Another natural wonder that grabs my attention is trees. I don’t know why it is, but I love trees. Maybe they amaze me because, like human beings they have the capacity to weather storms and keep reaching toward the heavens, an ability to grow in ways and places that defy the odds. Once they’ve grown to a certain point, trees provide shade, nesting places, climbing walls, and beauty to any lawn or garden. And from the moment they sprout, they interact with the oxygen-breathing species of the planet to clear our air and recycle our exhaled CO2.

I love to walk through woods any time of the year, their canopies forming natural cathedrals where I can praise God. I agree with the farmer who once told me, “You can’t put a high enough value on a tree!”

That’s why I’m sad.

When we first looked at our home fourteen years ago, the owner of the house showed us the backyard. The place was only two years old then. During its construction, he’d insisted that three of the trees on the property, all of which had stood near a farmhouse, be kept. They were box elders, members of a not very esteemed species, but tall, stately, and shade-giving nonetheless. The previous owner had also planted some corkscrew willows, maples, and evergreens in the backyard. “In three years,” he told my wife and me, “this place will be a paradise.”

Within weeks of our moving in, one of the box elders, the one closest to the house in the back, was felled in a storm. The remaining box elder there has grown tall. And under my wife’s watchful care, our backyard has become, if not a paradise, a beautiful place. Its beauty is augmented by some trees my son added.
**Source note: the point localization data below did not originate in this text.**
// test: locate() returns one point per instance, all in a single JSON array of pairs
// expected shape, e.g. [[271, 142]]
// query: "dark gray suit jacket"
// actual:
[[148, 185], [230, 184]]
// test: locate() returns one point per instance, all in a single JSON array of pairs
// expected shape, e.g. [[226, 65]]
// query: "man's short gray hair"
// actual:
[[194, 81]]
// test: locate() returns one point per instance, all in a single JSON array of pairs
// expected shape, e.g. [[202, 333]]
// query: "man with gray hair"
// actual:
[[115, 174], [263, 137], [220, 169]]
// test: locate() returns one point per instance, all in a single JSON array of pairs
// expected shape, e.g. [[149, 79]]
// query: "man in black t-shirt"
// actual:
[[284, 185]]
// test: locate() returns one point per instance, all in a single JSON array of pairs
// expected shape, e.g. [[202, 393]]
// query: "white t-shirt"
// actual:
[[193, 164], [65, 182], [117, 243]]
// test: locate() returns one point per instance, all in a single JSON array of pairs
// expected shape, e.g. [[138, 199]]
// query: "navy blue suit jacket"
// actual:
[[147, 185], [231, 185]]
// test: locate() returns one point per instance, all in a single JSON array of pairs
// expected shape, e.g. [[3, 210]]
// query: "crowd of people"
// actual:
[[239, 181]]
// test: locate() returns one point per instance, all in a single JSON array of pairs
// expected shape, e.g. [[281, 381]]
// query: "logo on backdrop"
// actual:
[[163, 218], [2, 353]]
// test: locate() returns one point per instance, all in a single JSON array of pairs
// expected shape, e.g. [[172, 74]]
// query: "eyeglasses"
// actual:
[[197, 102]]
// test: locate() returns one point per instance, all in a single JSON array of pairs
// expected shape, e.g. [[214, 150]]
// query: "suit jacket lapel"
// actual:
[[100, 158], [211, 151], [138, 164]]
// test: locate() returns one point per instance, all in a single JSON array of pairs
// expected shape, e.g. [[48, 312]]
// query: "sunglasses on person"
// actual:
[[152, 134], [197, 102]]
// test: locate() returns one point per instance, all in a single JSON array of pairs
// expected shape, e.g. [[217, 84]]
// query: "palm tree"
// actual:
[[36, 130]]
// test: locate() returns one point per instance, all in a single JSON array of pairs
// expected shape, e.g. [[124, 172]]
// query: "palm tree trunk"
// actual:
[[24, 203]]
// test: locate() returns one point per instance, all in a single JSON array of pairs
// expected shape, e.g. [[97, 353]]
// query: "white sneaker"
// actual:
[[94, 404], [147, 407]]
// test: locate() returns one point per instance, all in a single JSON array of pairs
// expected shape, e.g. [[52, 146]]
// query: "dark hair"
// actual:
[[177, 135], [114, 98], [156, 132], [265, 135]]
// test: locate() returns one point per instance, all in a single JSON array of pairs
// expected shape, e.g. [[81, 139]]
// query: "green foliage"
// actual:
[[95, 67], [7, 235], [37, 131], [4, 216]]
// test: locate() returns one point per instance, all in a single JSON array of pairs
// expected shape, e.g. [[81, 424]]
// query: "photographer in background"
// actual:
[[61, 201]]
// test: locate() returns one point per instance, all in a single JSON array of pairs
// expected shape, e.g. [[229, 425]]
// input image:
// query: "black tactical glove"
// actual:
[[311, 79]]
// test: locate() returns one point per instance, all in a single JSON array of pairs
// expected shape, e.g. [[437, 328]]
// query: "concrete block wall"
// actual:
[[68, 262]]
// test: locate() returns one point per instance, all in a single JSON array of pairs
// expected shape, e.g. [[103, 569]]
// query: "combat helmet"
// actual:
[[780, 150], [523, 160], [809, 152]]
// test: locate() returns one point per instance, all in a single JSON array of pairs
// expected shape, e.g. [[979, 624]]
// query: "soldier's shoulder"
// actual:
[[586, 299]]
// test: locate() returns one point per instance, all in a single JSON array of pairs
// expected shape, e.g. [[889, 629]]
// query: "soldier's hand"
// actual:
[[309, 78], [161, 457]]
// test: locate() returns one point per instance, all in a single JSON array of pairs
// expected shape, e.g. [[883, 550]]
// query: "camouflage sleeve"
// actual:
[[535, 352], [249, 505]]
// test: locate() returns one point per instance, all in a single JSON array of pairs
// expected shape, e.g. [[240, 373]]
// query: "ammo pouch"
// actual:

Our front yard has been presided over by an elder that is now at least fifty feet tall. It sets on a rise and has given distinctive character and shade not only to us, but to our street.

As I write this though, workers are beginning to bring both box elders and one of the corkscrew willows down. There is no choice. The trunk of one of the elders has bifurcated, the other is surviving only on its outer rings. The corkscrew was slashed in half in a recent thunderstorm. None would likely survive the winter to come and if they fell, would destroy ours or our neighbors’ property.

Of course, this is the way of our natural world. Solomon noted in Ecclesiastes in the Old Testament that in this world, there’s a time to live and die. There’s also a time to mourn and to laugh.

I’m not mourning for these beautiful trees today. But I am sad to see them go and like them, I hope to be as useful to God and others on the day I die as I was when God’s love was first planted in my heart.